Achille Pigoult, âgé d’environ trente-deux ans, avait été dix-huit ans clerc chez le vieux Grévin, sans avoir l’espérance de devenir notaire. Son père, fils du juge de paix d’Arcis, mort d’une prétendue apoplexie, avait fait de mauvaises affaires.

Le comte de Gondreville, à qui le vieux Pigoult tenait par les liens de 1793, avait prêté l’argent d’un cautionnement, et avait ainsi facilité l’acquisition de l’étude de Grévin au petit-fils du juge de paix qui fit la première instruction du procès Simeuse. Achille s’était établi sur la Place de l’Église, dans une maison appartenant au comte de Gondreville, et que le pair de France lui avait louée à si bas prix, qu’il était facile de voir combien le rusé politique tenait à toujours avoir le premier notaire d’Arcis dans sa main.

Ce jeune Pigoult, petit homme sec dont les yeux fins semblaient percer ses lunettes vertes qui n’atténuaient point la malice de son regard, instruit de tous les intérêts du pays, devant à l’habitude de traiter les affaires une certaine facilité de parole, passait pour être gouailleur, et disait tout bonnement les choses avec plus d’esprit que n’en mettaient les indigènes dans leurs conversations.

Ce notaire, encore garçon, attendait un riche mariage de la bienveillance de ses deux protecteurs, Grévin et le comte de Gondreville.

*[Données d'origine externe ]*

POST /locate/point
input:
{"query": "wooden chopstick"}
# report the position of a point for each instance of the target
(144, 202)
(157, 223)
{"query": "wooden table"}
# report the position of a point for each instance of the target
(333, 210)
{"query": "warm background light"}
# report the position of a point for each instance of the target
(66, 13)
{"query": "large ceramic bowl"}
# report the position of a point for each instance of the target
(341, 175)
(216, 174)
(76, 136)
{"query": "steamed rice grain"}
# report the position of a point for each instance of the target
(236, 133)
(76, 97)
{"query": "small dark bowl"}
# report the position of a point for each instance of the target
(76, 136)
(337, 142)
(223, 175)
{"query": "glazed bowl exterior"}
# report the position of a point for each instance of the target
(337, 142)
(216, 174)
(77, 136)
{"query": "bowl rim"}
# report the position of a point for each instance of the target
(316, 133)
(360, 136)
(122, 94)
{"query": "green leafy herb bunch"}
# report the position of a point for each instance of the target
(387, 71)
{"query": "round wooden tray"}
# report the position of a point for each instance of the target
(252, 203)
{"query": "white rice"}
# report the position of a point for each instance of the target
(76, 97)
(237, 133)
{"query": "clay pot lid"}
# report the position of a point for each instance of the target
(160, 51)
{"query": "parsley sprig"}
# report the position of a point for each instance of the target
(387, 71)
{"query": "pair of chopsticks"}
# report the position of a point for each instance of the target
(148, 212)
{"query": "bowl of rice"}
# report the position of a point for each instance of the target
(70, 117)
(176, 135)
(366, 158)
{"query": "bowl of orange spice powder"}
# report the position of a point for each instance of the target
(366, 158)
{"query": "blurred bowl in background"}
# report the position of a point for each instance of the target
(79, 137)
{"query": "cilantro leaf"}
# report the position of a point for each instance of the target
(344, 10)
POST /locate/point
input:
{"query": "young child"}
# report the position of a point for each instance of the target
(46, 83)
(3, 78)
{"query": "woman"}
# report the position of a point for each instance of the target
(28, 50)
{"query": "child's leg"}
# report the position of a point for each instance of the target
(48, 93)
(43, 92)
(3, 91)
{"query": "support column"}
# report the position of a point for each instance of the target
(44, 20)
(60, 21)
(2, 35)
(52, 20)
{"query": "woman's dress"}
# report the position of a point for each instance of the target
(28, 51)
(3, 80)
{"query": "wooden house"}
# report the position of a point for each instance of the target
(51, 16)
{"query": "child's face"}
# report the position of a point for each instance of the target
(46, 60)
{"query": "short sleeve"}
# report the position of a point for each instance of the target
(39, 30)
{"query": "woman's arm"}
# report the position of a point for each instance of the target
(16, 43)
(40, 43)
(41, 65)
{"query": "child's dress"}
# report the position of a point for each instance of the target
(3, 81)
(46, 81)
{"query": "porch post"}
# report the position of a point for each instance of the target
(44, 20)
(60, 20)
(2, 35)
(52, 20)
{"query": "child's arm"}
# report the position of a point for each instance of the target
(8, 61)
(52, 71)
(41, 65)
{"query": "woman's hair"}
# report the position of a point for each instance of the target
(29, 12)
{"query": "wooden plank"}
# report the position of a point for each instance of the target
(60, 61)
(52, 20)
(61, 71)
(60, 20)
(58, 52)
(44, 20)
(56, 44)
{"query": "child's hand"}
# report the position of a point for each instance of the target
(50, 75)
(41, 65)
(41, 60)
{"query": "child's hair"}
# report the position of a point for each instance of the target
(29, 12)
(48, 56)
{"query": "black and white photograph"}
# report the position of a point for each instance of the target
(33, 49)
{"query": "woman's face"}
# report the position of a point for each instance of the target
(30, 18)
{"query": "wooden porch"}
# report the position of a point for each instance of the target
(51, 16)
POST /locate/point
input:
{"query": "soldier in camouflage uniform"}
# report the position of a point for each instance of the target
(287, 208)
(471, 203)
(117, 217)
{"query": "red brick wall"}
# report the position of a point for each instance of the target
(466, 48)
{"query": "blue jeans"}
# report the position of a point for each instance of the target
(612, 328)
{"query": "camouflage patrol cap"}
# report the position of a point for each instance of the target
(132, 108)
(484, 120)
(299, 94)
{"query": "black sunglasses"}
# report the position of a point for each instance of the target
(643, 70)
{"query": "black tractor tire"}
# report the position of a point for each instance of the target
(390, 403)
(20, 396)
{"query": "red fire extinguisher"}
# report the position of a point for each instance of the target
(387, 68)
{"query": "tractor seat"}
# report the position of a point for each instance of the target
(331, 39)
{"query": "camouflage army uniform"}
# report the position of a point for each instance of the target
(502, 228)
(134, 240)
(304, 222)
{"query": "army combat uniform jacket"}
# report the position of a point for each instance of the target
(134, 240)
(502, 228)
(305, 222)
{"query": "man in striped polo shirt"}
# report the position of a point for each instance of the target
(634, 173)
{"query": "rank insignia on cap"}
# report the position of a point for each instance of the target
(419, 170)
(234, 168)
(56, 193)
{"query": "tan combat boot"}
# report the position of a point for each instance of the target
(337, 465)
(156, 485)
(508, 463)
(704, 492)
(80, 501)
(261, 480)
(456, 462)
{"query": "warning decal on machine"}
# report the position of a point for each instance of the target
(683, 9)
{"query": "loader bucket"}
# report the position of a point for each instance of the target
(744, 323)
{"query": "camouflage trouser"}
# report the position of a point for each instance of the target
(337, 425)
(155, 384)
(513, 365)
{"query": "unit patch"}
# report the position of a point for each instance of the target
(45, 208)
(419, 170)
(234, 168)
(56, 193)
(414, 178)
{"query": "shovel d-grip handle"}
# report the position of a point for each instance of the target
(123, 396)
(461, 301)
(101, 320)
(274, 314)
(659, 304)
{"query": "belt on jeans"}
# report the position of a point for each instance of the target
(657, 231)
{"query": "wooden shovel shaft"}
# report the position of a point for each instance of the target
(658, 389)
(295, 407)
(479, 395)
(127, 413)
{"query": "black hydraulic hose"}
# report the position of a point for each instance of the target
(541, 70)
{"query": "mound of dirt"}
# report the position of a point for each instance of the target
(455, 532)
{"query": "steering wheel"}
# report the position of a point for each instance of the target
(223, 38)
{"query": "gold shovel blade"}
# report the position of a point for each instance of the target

Aussi l’avocat Giguet laissa-t-il échapper un mouvement de surprise en apercevant Achille à côté de monsieur Philéas Beauvisage.

Ce petit notaire, dont le visage était couturé par tant de marques de petite vérole qu’il s’y trouvait comme un réseau de filets blancs, formait un contraste parfait avec la grosse personne de monsieur le maire, dont la figure ressemblait à une pleine lune, mais à une lune réjouie.

Ce teint de lys et de roses était encore relevé chez Philéas par un sourire gracieux qui résultait bien moins d’une disposition de l’âme, que de cette disposition des lèvres pour lesquelles on a créé le mot poupin.